The stalemate has reached a stage where almost all developers of infrastructure projects — whether pertaining to roads, ports, airports, power or railways — are in complete disagreement with clauses in the RFQ that allow a fixed number of tenders (only six bidders in the case of roads) to enter the final phase of price bids. “This one clause in the RFQ document has not only affected the road projects, but has also affected progress in awarding airport and port projects,” says Pandurangi.
Another bottleneck is assigning marks on the basis of experience at the pre-qualification stage, which automatically disqualifies new companies wanting to enter infrastructure development. Moreover, those that win one contract will get higher scores for subsequent projects, thereby leaving all infrastructure projects to be dominated by a few companies. “The principle is sound, as this clause aims to attract the most capable companies in the execution of infrastructure projects,” says Chatterjee. “However, it should be applied to large infrastructure projects such as airports, and not to small ones.”
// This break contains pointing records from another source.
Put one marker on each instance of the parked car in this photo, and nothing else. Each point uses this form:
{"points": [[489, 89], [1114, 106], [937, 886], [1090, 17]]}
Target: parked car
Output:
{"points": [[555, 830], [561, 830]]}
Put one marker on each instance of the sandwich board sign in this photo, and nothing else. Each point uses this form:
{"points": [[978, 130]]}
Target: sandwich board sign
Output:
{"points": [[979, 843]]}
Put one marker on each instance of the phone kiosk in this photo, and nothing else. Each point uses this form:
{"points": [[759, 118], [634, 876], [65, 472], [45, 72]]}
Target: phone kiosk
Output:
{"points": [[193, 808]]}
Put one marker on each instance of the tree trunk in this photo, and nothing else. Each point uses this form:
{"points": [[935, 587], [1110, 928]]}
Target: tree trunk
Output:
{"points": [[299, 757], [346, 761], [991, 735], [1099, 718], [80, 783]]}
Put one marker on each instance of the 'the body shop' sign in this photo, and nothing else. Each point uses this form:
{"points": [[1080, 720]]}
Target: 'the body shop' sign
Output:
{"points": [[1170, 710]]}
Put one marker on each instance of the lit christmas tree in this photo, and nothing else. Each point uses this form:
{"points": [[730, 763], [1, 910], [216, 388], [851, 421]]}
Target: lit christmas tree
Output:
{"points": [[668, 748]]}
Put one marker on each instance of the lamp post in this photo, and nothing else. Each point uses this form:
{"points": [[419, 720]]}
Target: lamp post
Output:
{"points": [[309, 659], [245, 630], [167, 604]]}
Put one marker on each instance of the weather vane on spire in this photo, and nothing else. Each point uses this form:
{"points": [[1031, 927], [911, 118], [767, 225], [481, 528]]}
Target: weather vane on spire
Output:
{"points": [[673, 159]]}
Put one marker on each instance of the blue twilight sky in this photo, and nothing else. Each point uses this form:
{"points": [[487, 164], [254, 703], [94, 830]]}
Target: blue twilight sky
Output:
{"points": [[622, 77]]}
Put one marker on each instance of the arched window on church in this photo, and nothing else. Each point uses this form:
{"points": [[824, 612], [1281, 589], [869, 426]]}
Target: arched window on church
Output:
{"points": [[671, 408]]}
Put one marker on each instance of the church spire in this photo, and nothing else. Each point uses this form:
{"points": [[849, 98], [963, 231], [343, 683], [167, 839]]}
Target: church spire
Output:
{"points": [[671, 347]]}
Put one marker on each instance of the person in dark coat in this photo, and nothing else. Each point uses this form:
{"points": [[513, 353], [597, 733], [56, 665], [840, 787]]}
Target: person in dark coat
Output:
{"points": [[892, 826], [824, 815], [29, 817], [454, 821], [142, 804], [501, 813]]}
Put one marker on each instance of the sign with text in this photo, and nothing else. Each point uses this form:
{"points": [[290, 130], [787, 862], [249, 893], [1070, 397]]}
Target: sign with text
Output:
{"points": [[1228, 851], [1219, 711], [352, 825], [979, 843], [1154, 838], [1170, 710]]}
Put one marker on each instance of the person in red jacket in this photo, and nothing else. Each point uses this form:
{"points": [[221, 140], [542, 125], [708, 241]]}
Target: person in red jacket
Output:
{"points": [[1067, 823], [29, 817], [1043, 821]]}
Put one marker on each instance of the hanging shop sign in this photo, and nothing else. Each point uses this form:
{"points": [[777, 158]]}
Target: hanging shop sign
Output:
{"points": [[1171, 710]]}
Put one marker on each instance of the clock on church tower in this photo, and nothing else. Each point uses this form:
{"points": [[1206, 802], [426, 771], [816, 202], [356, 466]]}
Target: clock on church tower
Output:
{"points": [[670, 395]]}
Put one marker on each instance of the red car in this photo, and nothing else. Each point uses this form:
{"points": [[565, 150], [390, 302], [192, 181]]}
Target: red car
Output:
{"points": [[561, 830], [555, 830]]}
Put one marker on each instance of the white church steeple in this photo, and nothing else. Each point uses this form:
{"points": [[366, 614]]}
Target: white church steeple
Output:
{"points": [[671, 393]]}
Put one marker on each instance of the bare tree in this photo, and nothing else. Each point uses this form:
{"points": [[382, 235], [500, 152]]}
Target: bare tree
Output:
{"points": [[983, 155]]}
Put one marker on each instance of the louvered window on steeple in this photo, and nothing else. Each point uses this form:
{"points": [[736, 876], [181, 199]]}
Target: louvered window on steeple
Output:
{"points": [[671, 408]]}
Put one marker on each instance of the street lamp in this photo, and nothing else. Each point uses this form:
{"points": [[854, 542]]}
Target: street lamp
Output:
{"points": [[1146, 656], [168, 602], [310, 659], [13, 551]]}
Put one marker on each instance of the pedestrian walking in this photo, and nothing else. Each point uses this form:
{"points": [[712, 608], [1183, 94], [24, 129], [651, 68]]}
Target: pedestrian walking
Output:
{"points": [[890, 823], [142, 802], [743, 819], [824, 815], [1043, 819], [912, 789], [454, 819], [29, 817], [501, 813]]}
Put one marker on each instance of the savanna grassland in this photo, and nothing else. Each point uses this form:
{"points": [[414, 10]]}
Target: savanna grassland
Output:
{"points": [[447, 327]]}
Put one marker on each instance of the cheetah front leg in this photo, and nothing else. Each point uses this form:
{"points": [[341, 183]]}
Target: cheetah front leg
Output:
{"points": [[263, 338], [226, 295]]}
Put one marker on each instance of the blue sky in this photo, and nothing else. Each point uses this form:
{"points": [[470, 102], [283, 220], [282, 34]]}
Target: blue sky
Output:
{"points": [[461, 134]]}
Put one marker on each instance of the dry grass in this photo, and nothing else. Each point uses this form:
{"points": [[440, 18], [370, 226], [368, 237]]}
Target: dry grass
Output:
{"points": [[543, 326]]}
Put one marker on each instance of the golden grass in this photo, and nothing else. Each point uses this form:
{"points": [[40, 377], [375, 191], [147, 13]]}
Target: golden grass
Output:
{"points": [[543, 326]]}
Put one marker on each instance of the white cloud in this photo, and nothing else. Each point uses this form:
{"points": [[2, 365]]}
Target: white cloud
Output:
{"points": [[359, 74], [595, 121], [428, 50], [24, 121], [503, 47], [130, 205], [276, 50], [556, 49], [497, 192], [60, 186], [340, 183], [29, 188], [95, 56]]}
Since December 2007, as many as 60 tenders under NHDP 3, the largest national highway project meant to connect towns and cities of importance with four-lane roads, have been on hold because of this clause in the RFQ document, which has been challenged by a host of highway developers, including the NHBF. “When the highway projects first started, there were probably only three-four such companies,” says NHBF’s Murali. “Over the years, through a process of capacity building, this number has gone up to 150. If the intention of this clause is to weed out non-serious bidders, why would companies want to spend Rs 1-2 crore to process documents just to qualify for bidding?”
(Pic by Tribhuwan Sharma)
The Delhi High Court, which has not accepted the developers’ plea, said in November that the deletion of the clause at this late stage would be like “changing the rules of the game mid-way”, and that this would further delay the awarding of contracts for projects of national importance. The finance ministry endorses this view as the bidding process has already reached an advanced stage. “This clause has been deleted from future highway tenders,” admits S.V. Patwardhan, chief executive director of Madhucon Projects. “However, now things are different. Given the current financial situation, banks are not funding projects. A tacit ‘wait and watch’ approach has been adopted.”
A more recent issue is the clubbing of commercial land to ‘cross-subsidise’ an infrastructure project, over and above the new concept of viability gap funding (VGF), where the government offers up to 40 per cent of a project’s cost as a grant to improve its financial viability.
This is not without dangers. While the Maharashtra government refused to stake land for its metro rail project, the Andhra Pradesh government did. Thereafter, the Hyderabad project got mired in controversy over allegations that the winning consortia (Maytas) had unfair advantage as the land clubbed with the project was already owned by the consortia. “It is not a good idea to club commercial land with infrastructure projects as real estate has its own vagaries,” says Chatterjee. Officials agree with this.
More often than not, there is no consensus on the right way forward — whether on MCAs, qualification documents, or even the exact definition of ‘infrastructure’. For instance, while banks follow the Reserve Bank of India’s lead, there is another definition that allows exemptions under the Income Tax Act. Indeed, this issue was flagged off at the PM’s Apex Committee meeting recently, while considering the stimulus package (see box ‘Guiding Light’).
The government is already preparing a policy document to list out the pros and cons of offering land to infrastructure projects. This can be expected to lead to more discussions and, no doubt, more disagreements. Somewhere in this unresolved territory between good intentions and confused policy lies the future of Indian infrastructure. Whatever you can rightly say about India, as economist Joan Robinson once said famously, the opposite is also true.